Пега была более прямолинейна:
– Мы все думали, что ты утоп, Северьян!
Я спросил Одило, где его вторая спутница, но тотчас же сам увидел ее, когда за борт хлынул очередной поток воды. Как женщина мыслящая, она вычерпывала из лодки воду и, как женщина, мыслящая здраво, делала это по ветру.
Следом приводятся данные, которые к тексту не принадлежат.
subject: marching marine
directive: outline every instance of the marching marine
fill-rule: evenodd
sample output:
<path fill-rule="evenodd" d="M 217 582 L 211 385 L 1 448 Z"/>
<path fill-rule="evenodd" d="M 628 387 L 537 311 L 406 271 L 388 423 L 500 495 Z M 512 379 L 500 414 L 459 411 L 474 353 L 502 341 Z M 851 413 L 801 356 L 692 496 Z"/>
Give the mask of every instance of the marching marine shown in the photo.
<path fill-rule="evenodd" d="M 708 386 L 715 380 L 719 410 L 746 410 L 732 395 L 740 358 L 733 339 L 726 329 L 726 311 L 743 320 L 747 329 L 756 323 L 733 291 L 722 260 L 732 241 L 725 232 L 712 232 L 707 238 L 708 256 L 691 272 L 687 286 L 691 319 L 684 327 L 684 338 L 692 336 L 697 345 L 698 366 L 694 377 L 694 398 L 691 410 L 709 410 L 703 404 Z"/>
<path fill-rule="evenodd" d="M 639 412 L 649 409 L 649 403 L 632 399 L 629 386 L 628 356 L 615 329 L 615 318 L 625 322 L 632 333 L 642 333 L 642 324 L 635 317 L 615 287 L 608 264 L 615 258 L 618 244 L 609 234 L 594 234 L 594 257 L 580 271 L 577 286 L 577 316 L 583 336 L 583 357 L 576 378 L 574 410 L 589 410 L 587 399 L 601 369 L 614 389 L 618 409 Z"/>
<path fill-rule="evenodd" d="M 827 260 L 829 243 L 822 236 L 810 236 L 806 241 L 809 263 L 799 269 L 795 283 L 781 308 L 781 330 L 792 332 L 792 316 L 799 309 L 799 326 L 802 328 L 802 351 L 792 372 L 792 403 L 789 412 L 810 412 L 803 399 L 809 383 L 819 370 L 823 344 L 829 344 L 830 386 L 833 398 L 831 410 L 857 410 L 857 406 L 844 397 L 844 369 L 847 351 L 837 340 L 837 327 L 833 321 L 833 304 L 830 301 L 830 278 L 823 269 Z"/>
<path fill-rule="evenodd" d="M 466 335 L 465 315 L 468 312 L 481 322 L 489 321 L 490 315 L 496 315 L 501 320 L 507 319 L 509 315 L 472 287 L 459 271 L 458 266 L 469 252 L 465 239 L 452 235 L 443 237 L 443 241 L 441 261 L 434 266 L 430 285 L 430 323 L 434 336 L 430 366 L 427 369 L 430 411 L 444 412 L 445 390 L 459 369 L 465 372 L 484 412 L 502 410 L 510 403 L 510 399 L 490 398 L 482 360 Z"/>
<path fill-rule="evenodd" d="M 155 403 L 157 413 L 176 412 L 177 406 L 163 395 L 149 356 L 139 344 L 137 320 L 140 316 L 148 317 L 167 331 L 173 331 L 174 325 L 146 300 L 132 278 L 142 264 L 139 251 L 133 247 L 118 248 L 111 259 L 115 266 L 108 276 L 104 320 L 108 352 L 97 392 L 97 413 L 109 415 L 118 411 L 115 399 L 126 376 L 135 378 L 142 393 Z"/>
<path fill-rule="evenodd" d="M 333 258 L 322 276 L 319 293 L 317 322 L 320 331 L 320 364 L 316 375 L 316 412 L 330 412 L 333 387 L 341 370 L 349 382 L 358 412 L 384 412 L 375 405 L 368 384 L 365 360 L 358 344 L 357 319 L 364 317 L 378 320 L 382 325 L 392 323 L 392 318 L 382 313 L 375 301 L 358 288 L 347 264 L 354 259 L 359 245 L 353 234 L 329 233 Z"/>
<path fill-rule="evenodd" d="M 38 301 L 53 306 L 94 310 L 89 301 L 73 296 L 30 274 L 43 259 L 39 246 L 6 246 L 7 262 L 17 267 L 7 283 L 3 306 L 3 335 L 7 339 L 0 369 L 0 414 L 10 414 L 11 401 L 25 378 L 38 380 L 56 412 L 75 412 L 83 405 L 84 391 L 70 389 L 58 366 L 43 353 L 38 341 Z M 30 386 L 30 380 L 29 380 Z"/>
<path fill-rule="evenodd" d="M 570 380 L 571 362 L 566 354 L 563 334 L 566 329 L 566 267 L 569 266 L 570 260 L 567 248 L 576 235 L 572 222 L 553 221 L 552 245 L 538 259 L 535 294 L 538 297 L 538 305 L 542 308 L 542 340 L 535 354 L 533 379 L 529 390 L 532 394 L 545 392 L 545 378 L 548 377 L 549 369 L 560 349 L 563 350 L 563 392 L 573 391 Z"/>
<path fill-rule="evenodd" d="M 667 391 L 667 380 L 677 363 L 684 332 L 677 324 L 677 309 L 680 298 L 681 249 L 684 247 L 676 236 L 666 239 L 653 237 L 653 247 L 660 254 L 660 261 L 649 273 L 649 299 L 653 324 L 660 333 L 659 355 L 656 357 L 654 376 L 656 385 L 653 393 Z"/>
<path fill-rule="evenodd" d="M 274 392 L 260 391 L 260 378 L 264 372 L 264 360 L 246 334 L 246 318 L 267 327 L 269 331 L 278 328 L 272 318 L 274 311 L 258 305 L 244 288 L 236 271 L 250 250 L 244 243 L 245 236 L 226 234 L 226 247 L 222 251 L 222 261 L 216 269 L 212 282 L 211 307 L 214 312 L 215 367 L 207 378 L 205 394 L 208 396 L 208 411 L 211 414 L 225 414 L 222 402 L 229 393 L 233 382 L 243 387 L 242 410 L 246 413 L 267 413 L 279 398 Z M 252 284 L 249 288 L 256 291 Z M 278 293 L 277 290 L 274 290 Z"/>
– Она здесь, сьер. Мы теперь в полном сборе, сьер. Сам я первым добрался до этого судна. – Одило с простительным самодовольством выпятил грудь. – И сумел оказать дамам посильную помощь, сьер. Но тебя, сьер, никто не видел, с тех пор как мы связали свою судьбу с бушующей стихией, если мне будет дозволено таким образом сформулировать свою мысль, сьер. Мы весьма рады, сьер, даже, можно сказать, в восторге… – Тут он опомнился: – Молодой офицер твоего сложения и несомненной доблести, безусловно, не мог испытать особых затруднений там, где даже такие робкие люди, как мы, добрались благополучно. Хотя это было не так просто, сьер, совсем не просто. Но юные дамы беспокоились за тебя, сьер, и я надеюсь и верю, что ты простишь их за это.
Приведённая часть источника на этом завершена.